Now it was all over. Once it had
done its job, the plebs had been bled white in the interests of
public hygiene, while the jovial bourgeois lorded it over the
country, putting his trust in the power of his money and the
contagiousness of his stupidity. The result of his rise to power had
been the supression of all intelligence, the negation of all honesty,
the destruction of all art; in fact, artists and writers in all their
degradation had fallen on their knees and were covering with ardent
kisses the stinking feet of the high placed jobbers and low bred
satraps on whose charity they depended for a living. ....The
bourgeois were guzzling like picnickers from paper bags among the
imposing ruins of the Church- ruins which had become a place of
assignation, a pile of debris defiled by unspeakable jokes and
scandalous jests...could it be that this slime would go on spreading
until it covered with its pestilential filth this old world where now
only seeds of iniquity sprang up and only harvests of shame were
gathered?”
This sort of
writing is the chief attraction of the book. There are few tirades in
all literature equal in eloquence and venom. Now, I, this middle
class lout of the future, find myself in yet another peculiar comedic
situation. Undoubtedly some of Huysmans' writing here is ironic, for
Des Esseintes is a sort of over the top Type, decadent to the point
of absurdity. At times the author is having a laugh at his expense,
such as when his tortoise with the gold and diamond shell almost
immediately drops dead, or when he decides after reading Dickens to
travel to London only to visit the local English pub and quickly
return home. But there is undoubtedly some honest venom against the
ignorant of the day, and the novels and paintings are described with
an honest love that cannot be mere satire. Huysmans is perhaps
escaping his own mundanities by writing about this ridiculous,
exaggerated escape artist of the soul, and we as readers are seeking
perhaps to escape as well or perhaps only to paint ourselves with a
thin veneer of put-on melancholy and false intellectual depth. Des
Esseintes is a challenge to us aspiring appreciators of fine
literature and art, for can we really feel as deeply as he does the
sensations the artist tries to evoke in us, can we really immerse
ourselves as deeply in the false world that art attempts to create?
It is strange in a way that Des Esseintes is not a writer himself,
does not attempt to emulate any of those he admires. Perhaps the
greatest artist does not share his work, perhaps through the
inspiration of others he sends his soul into solitary worlds of dual
origin where only he is worthy of perceiving the unspeakable beauty
of what lies within. This is truly an act of love, to take what
another has created and to join with it in spirit to enter into a new
realm never seen again before or after. But of course the old joke
is always lurking. We cannot escape. The quest ends in failure, in a
forced return to the dreaded society. And what exactly were we
thinking when we tried to escape?
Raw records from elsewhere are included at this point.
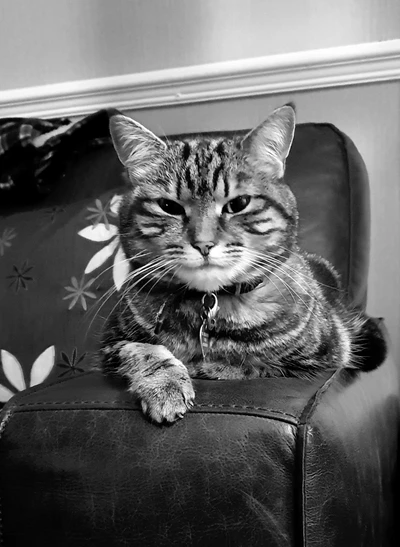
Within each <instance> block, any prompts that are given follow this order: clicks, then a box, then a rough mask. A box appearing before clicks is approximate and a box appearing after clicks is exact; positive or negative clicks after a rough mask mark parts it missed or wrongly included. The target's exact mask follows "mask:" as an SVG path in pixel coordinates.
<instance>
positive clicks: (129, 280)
mask: <svg viewBox="0 0 400 547" xmlns="http://www.w3.org/2000/svg"><path fill="white" fill-rule="evenodd" d="M161 261H162V259H160V258H158V257H157V258H156V259H155V260H153V261H151V262H149V263H148V264H145V265H144V266H142V267H140V268H138V269H136V270H134V271H133V272H131V273H130V274H129V275H128V277H127V279H126V280H125V283H124V285H125V288H124V290H123V292H122V294H121V296H120V298H119V299H118V300H117V302H116V304H115V305H114V307H113V309H112V310H111V312H110V313H109V314H108V316H107V319H108V317H109V316H110V315H111V314H112V312H113V311H114V310H115V308H116V306H117V305H118V304H119V303H120V302H121V301H122V300H123V298H124V296H125V293H126V290H127V289H126V284H127V283H128V282H129V281H131V280H132V279H134V278H135V277H136V276H138V275H141V274H143V273H144V272H145V273H147V272H148V271H151V269H152V268H153V267H155V266H157V265H158V264H159V262H161ZM116 292H118V290H117V288H116V287H115V286H113V287H111V288H110V289H109V290H108V291H107V292H106V293H105V294H104V295H103V296H102V298H101V299H99V301H98V304H99V303H100V302H101V300H103V302H102V303H101V306H100V307H99V309H98V310H97V311H96V313H95V315H94V317H93V319H92V321H91V323H90V326H89V328H90V327H91V326H92V324H93V322H94V320H95V319H96V317H97V315H98V314H99V313H100V311H101V309H102V308H103V307H104V306H105V304H106V303H107V302H108V301H109V299H110V298H111V297H112V296H113V295H114V294H115V293H116Z"/></svg>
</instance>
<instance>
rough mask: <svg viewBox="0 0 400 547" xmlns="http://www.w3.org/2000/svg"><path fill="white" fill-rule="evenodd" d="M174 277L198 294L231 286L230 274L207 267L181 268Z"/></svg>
mask: <svg viewBox="0 0 400 547" xmlns="http://www.w3.org/2000/svg"><path fill="white" fill-rule="evenodd" d="M176 277H179V278H180V280H181V281H182V282H183V283H185V284H186V285H187V286H188V288H189V289H193V290H195V291H200V292H214V291H218V290H219V289H221V288H222V287H225V286H227V285H232V283H233V281H232V272H229V273H228V271H226V270H224V269H223V268H218V267H215V266H208V267H205V268H204V267H203V268H199V269H197V268H181V269H180V270H179V273H178V274H177V276H176Z"/></svg>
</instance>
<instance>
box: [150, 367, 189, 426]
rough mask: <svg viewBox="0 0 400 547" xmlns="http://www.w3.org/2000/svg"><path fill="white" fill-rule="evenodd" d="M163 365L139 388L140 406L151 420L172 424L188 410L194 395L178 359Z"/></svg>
mask: <svg viewBox="0 0 400 547" xmlns="http://www.w3.org/2000/svg"><path fill="white" fill-rule="evenodd" d="M163 365H164V366H163V370H160V371H158V372H157V373H155V374H154V375H153V377H152V380H151V382H149V383H148V385H146V386H144V385H142V386H141V387H142V389H141V395H140V398H141V405H142V410H143V412H144V414H146V415H147V416H148V417H149V418H150V419H151V420H153V421H155V422H157V423H163V422H169V423H172V422H175V421H176V420H178V419H180V418H183V417H184V415H185V413H186V412H187V411H188V410H190V408H191V407H192V406H193V404H194V396H195V394H194V389H193V386H192V381H191V379H190V377H189V374H188V372H187V370H186V367H185V366H184V365H183V364H182V363H181V362H180V361H178V359H171V360H170V361H168V363H164V364H163Z"/></svg>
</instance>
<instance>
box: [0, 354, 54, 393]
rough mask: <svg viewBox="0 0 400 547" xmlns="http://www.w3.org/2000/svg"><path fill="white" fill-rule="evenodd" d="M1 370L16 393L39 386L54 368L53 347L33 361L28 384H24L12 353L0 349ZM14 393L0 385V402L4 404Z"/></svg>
mask: <svg viewBox="0 0 400 547" xmlns="http://www.w3.org/2000/svg"><path fill="white" fill-rule="evenodd" d="M0 357H1V368H2V369H3V372H4V375H5V377H6V378H7V380H8V381H9V382H10V384H11V385H12V386H13V387H14V388H15V389H16V391H23V390H24V389H26V388H27V387H32V386H36V385H38V384H41V383H42V382H43V381H44V380H45V379H46V378H47V377H48V375H49V374H50V372H51V371H52V369H53V367H54V358H55V347H54V346H49V347H48V348H47V349H45V350H44V351H43V352H42V353H41V354H40V355H39V357H38V358H37V359H36V360H35V362H34V363H33V365H32V368H31V371H30V378H29V383H28V384H26V382H25V378H24V372H23V370H22V367H21V364H20V362H19V361H18V359H17V358H16V357H15V355H13V354H12V353H10V352H8V351H6V350H5V349H2V350H1V351H0ZM13 395H15V392H13V391H11V390H10V389H8V387H6V386H3V385H2V384H0V401H1V402H3V403H5V402H6V401H8V400H9V399H11V397H12V396H13Z"/></svg>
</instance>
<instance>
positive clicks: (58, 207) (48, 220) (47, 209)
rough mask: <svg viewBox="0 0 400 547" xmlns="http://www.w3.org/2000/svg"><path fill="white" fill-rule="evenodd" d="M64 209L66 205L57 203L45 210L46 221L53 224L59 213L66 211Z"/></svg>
mask: <svg viewBox="0 0 400 547" xmlns="http://www.w3.org/2000/svg"><path fill="white" fill-rule="evenodd" d="M64 211H65V207H61V206H60V205H56V206H54V207H50V208H49V209H46V210H45V212H44V215H45V220H46V222H50V224H52V223H53V222H54V221H55V219H56V217H57V215H59V214H61V213H64Z"/></svg>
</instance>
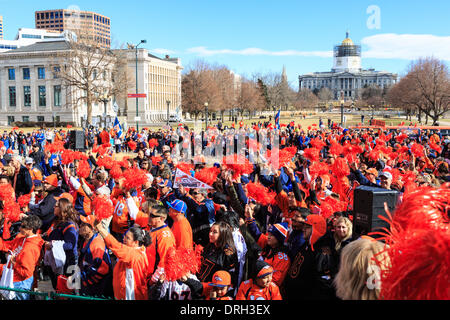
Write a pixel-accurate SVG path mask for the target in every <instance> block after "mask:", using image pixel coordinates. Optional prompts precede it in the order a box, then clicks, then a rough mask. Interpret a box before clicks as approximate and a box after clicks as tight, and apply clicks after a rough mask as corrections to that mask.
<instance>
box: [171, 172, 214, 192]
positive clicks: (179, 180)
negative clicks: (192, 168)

My own dreams proved oh so pale
compared to the crude jokes and strivings of those around me, who
were only trying to show me the true path. Even such a great dreamer
as Des Esseintes finds his fantasies shattered in the end. Us, who
dream in black and white and barely feel or remember the meaning,
must depend on others to provide us with true emotions, true
thoughts, the highest of art in my experience. The simplest night of
joking with friends can sometimes stand above the subtlest tome. Or
perhaps I have gone horribly wrong. Why am I writing here alone to no
one? About this book? Trying to read again all these authors that
themselves do not know the end of the lonely path we seekers stumble
down, drunk on the dead dreams of other deviants. I will keep
rambling until I realize that I have fulfilled my random requirement,
to find in this book the absurd life I preach, the love for art and
strangeness that allows us to escape for a while, and of course the
laughter echoing from all sides, the spittle coming out of the
gullets of the healthy and raining down upon us.